Night of Terror of 1917
Lucy Burns was beaten by several guards. She was handcuffed with her hands above her head and left there for the whole night as she gasped for breath and almost bled to death.
The Night of Terror began on November 15, 1917 when the guards at the Occoquan prison were given the order by the warden to teach a lesson to all the women that had been imprisoned there for picketing for their right to vote. For many weeks the only water that these women had was contaminated and the slop that was fed to them was infested with maggots.

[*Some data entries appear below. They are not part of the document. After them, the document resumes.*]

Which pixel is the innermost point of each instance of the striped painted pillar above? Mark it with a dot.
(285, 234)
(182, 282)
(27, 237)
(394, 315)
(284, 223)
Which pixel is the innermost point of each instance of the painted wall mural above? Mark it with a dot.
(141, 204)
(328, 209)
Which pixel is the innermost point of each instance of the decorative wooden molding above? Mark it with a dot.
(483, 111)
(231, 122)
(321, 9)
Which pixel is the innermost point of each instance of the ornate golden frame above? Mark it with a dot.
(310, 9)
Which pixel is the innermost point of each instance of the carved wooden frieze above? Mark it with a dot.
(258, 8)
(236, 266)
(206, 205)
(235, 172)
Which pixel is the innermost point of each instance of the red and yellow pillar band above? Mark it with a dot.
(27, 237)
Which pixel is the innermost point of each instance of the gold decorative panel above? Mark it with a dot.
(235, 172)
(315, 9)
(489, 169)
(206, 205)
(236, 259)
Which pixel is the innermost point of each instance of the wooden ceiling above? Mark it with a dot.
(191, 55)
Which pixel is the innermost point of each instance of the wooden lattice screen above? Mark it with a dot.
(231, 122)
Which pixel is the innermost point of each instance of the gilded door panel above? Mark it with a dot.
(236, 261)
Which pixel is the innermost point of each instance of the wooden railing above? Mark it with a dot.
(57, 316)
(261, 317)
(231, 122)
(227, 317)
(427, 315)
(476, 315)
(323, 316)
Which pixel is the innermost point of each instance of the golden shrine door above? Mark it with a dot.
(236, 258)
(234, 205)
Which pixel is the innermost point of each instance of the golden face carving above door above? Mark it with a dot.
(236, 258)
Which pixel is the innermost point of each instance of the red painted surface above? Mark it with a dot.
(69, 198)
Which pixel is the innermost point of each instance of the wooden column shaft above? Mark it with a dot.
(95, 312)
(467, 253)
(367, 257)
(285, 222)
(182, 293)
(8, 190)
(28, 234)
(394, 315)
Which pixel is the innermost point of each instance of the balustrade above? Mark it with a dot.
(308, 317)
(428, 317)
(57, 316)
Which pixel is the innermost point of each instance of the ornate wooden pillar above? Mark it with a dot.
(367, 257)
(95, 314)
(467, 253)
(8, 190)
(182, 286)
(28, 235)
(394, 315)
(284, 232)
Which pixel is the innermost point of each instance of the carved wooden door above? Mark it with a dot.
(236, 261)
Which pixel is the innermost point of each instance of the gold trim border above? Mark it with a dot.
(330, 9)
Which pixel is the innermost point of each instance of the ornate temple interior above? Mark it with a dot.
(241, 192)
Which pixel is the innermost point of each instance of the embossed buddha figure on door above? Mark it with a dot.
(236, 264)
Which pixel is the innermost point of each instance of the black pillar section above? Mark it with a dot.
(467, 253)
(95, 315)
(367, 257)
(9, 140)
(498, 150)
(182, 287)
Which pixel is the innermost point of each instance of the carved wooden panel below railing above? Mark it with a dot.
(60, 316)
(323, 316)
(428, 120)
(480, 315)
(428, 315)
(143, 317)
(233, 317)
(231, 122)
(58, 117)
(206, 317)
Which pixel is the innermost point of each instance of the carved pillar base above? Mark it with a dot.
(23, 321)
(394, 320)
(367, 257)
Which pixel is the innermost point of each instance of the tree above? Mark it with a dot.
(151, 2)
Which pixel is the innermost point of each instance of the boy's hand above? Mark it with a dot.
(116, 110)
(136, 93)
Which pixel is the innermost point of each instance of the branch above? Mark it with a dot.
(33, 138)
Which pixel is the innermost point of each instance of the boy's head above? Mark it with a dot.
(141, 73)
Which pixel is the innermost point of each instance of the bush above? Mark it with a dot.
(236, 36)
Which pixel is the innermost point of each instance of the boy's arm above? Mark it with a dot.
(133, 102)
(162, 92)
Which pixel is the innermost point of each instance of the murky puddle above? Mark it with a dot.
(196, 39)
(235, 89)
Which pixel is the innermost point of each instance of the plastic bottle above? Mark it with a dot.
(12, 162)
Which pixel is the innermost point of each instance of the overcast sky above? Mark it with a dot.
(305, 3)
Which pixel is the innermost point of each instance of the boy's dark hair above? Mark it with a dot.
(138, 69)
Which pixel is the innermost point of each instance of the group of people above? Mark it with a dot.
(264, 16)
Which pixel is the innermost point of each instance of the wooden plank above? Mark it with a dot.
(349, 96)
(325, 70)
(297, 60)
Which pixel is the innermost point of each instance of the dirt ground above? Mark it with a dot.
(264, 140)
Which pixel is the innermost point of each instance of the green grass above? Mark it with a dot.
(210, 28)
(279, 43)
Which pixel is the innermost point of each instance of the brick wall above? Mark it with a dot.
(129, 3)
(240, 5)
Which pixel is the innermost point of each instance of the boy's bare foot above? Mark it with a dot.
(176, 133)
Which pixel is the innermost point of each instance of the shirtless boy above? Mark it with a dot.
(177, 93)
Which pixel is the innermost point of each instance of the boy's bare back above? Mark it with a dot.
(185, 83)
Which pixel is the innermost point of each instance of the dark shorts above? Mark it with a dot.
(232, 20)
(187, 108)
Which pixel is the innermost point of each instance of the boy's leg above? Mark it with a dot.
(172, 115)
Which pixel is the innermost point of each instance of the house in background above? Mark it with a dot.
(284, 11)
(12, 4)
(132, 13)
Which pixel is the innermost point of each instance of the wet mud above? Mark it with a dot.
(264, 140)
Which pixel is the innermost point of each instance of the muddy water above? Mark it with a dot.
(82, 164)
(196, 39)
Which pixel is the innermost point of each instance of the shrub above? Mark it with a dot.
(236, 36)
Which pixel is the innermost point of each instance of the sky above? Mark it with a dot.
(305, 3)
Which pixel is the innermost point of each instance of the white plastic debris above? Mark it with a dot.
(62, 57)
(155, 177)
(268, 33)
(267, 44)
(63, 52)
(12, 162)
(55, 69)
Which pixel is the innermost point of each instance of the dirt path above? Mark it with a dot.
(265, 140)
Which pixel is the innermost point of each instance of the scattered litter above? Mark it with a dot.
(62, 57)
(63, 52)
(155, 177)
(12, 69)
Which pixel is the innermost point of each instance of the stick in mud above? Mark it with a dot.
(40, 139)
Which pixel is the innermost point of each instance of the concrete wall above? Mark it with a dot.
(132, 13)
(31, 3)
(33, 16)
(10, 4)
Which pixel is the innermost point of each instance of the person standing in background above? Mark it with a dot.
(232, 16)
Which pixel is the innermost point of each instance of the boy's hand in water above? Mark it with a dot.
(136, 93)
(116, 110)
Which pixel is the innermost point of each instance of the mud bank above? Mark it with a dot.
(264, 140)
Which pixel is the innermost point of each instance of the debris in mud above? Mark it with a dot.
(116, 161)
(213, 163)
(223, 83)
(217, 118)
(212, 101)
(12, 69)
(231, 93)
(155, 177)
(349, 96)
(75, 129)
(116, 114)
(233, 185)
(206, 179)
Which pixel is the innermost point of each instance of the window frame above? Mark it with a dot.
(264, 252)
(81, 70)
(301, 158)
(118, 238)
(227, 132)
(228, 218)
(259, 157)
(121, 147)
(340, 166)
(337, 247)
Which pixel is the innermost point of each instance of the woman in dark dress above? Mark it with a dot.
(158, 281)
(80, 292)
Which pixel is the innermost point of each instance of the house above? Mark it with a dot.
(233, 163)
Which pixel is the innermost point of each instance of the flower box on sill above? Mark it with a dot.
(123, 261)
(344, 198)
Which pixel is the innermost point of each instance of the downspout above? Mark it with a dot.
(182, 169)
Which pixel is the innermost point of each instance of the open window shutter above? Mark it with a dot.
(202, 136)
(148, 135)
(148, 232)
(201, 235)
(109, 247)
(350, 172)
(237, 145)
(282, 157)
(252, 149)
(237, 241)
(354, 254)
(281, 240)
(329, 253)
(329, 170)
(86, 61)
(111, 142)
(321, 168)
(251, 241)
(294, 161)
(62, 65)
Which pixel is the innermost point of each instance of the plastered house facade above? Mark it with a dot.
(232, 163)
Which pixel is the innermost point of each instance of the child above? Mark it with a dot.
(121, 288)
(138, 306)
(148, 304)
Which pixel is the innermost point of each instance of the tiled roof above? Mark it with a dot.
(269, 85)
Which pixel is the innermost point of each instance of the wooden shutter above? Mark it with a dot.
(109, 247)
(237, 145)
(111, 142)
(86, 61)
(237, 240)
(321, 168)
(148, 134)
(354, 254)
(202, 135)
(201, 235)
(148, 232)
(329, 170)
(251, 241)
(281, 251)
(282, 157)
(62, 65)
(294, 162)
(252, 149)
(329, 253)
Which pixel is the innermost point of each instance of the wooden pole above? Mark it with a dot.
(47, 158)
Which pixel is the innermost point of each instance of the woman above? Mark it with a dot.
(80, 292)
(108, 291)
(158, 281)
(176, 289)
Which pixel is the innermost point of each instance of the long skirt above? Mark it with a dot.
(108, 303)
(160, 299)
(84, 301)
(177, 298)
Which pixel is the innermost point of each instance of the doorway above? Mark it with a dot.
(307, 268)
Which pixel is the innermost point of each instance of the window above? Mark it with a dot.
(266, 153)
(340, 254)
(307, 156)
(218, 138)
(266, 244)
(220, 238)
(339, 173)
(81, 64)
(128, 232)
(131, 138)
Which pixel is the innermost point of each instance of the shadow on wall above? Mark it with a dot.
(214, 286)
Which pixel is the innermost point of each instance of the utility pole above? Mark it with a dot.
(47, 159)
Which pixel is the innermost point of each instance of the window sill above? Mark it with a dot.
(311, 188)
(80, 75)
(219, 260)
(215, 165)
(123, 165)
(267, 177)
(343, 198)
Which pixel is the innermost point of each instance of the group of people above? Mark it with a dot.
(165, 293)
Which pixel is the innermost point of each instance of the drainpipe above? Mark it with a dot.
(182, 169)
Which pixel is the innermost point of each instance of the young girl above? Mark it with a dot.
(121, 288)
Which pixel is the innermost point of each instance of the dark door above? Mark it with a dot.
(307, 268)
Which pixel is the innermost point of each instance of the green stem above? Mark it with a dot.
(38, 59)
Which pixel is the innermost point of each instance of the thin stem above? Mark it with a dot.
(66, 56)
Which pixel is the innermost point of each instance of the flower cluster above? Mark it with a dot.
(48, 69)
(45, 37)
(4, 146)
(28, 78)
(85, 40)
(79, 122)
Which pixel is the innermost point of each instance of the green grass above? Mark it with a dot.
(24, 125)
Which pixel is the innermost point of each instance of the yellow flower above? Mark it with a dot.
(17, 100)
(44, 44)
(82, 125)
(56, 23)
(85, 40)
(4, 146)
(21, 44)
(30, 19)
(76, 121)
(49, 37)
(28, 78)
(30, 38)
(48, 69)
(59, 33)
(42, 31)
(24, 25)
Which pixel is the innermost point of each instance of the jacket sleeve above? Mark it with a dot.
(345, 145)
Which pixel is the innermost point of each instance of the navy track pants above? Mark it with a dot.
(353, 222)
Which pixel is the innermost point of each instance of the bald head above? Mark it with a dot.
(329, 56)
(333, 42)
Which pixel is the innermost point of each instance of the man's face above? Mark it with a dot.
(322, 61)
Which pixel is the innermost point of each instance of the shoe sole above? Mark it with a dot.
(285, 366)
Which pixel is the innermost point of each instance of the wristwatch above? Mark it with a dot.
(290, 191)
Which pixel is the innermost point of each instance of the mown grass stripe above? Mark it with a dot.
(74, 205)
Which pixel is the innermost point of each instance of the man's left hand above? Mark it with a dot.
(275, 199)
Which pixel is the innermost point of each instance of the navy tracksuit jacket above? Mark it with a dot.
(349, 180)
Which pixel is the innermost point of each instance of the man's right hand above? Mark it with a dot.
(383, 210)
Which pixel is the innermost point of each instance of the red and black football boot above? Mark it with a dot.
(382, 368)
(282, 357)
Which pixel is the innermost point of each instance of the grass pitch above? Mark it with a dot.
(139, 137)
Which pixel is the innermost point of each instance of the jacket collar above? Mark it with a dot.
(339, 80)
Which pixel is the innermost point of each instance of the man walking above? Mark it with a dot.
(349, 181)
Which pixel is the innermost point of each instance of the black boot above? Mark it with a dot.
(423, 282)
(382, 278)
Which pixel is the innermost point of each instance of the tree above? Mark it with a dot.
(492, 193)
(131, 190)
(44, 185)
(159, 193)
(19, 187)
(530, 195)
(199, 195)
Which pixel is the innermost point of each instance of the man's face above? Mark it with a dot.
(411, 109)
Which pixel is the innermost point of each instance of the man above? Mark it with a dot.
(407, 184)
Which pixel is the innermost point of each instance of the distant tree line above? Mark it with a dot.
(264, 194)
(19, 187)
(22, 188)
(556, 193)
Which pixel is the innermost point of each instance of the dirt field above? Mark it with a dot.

More women of the movement
Alice Paul was the chairman of the Congressional Committee of the National American Women Suffrage Association in 1913. She was very active in the role for the women's movement. She was among the women that were arrested on the Night of Terror and on several other occasions. She embarked on a hunger strike and the prison guards tied her to a chair and forced a tube down her throat and poured tons of water into her stomache until she threw it up.She was tortured in this manner for weeks until word leaked out to the press. She underwent psychological evaluations because the warden wanted her to be declared insane for her actions. Fortunately, her evaluator would not declare her insane and added that it was a shame that women who had the convictions to speak up were often made to look "crazy" in order to silence them. Finally the judge declared that the women had been unjustly imprisoned and were just exercising their right to protest
For all that these women suffered, it would take 3 more years for them to win the vote, but what a triumph it must have been for these women, pioneers and the voices for all women of the United States. As women we should all be grateful for ourselves and for our daughters and their daughters after them and to never forget these women of 1917, for them we shall never forget.